= Canadian Friends Historical Association =

The Canadian Friends Historical Association (CFHA) has been active since 1972 in collecting and publishing the heritage and historical impact of Quakers in Canada. The Association is responsible for two publications, a quarterly newsletter and an annual Canadian Quaker History Journal, and one annual conference in September. The Association maintains a website at www.cfha.info .

The annual conference often meets in places where Quakers made a notable contribution, and the event consists of visiting cemeteries, museums, and markets looking for lost Quaker heritage. For example, in 2008 the CFHA met in Owen Sound, Ontario to explore the Quaker contribution to the Underground Railway in that area.

CFHA is a not-for-profit national body and a registered Canadian charitable organization. All activity and governance are performed by unpaid volunteers, and membership is open to all. CFHA was incorporated under the laws of Ontario in 2011. Although it is not a formal part of any Yearly Meeting of the Religious Society of Friends (Quakers), meetings of the Executive and business conducted are performed in the manner of Friends, and Quaker principles and ethos are maintained.

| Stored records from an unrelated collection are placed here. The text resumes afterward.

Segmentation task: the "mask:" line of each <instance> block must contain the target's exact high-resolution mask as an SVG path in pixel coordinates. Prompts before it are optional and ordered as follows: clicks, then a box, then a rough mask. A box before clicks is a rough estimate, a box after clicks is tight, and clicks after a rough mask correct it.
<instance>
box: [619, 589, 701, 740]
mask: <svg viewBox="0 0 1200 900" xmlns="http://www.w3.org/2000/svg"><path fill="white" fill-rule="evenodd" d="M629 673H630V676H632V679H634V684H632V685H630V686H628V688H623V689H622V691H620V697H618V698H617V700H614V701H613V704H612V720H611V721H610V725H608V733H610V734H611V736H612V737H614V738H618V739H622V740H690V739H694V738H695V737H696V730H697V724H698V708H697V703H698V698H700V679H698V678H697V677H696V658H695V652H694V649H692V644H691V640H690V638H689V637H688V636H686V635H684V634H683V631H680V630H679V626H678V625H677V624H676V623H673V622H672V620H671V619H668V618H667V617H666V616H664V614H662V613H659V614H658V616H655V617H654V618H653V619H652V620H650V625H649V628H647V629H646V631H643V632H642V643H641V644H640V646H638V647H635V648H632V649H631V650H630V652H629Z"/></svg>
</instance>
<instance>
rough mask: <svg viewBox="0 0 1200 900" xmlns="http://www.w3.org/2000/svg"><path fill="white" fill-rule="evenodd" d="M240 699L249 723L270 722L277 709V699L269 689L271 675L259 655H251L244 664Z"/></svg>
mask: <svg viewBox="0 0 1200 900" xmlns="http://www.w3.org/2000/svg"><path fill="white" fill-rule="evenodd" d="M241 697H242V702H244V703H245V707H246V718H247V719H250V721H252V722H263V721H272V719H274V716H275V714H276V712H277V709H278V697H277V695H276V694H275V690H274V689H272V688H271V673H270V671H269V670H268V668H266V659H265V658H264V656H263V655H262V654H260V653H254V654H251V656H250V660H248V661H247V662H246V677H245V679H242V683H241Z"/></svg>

The association engages in various projects in support of its mission. The oldest project is the Built Heritage Register. The purpose of this register is to document, recognize and, if possible, preserve Quaker-built heritage in Canada such as the John Moore House in Sparta, Ontario. Another project is the Family History Project which seeks to document the lives and experiences of the thousands of descendants of Quaker settlers from the 18th century onwards. A more recent project has been the Transcription of Minute books and Registers of the Nine Partners Meeting in Millbrook, New York which contain many references to Canadian Friends. Other transcriptions such as the West Lake Meeting minutes have been posted online. Another project is to openly identify people of Quaker heritage who have entries in Wikipedia such as Timothy Rogers, Samuel Moore and Charles Ambrose Zavitz.

CFHA actively encourages and supports interest in Canadian Quaker history and research by providing open website access to hundreds of published articles and several monographs it has produced since 1972. The association also sponsors information booths at related conferences, such as the Ontario Genealogical Society and the Ontario Historical Society. The association distributes literature that refers to the Quaker experience in Canada, and works with the Quaker Library and Archives of Canada which is housed in Pickering College to assist people in search of their Quaker genealogy.